In applied mathematics, objective Eulerian coherent structures (OECSs) are the instantaneously most influential surfaces or curves that exert a major influence on nearby trajectories in a dynamical system over short time-scales, and are the short-time limit of Lagrangian coherent structures (LCSs). Such influence can be of different types, but OECSs invariably create a short-term coherent trajectory pattern for which they serve as a theoretical centerpiece. While LCSs are intrinsically tied to a specific finite time interval, OECSs can be computed at any time instant regardless of the multiple and generally unknown time scales of the system.

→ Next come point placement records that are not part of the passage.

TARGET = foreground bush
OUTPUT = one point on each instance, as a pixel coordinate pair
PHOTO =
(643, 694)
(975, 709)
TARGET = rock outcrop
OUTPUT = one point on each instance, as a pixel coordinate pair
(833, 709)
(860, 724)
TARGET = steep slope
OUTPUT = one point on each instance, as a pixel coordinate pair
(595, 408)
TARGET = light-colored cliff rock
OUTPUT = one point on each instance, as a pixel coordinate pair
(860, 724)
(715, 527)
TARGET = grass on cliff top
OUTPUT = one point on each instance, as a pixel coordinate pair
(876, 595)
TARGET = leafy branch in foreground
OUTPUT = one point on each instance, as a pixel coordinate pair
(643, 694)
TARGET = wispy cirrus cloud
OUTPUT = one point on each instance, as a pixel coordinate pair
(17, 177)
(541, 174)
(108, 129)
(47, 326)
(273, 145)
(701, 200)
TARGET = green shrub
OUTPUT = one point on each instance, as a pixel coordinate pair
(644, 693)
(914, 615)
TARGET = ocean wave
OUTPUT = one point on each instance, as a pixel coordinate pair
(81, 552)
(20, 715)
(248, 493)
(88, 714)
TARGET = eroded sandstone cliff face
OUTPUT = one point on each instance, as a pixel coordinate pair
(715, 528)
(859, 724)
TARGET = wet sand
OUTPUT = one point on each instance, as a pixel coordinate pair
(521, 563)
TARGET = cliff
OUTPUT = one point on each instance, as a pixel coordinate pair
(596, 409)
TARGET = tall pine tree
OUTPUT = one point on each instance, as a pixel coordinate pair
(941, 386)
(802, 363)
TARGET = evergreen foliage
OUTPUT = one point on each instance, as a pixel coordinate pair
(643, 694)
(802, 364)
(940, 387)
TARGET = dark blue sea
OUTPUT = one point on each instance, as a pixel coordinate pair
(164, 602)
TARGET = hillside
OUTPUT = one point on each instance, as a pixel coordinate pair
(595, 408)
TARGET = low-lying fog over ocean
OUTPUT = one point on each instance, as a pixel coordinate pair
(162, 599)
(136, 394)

In observations of tracer patterns in nature, one readily identifies short-term variability in material structures such as emerging and dissolving coherent features. However, it is often the underlying structure creating these features that is of interest. While individual tracer trajectories forming coherent patterns are generally sensitive with respect to changes in their initial conditions and the system parameters, OECSs are robust and reveal the instantaneous time-varying skeleton of complex dynamical systems. Despite OECSs are defined for general dynamical systems, their role in creating coherent patterns is perhaps most readily observable in fluid flows. Therefore, OECSs are suitable in a number of applications ranging from flow control to environmental assessment such as now-casting or short-term forecasting of pattern evolution, where quick operational decisions need to be made. Examples include floating debris, oil spills, surface drifters, and control of unsteady flow separation.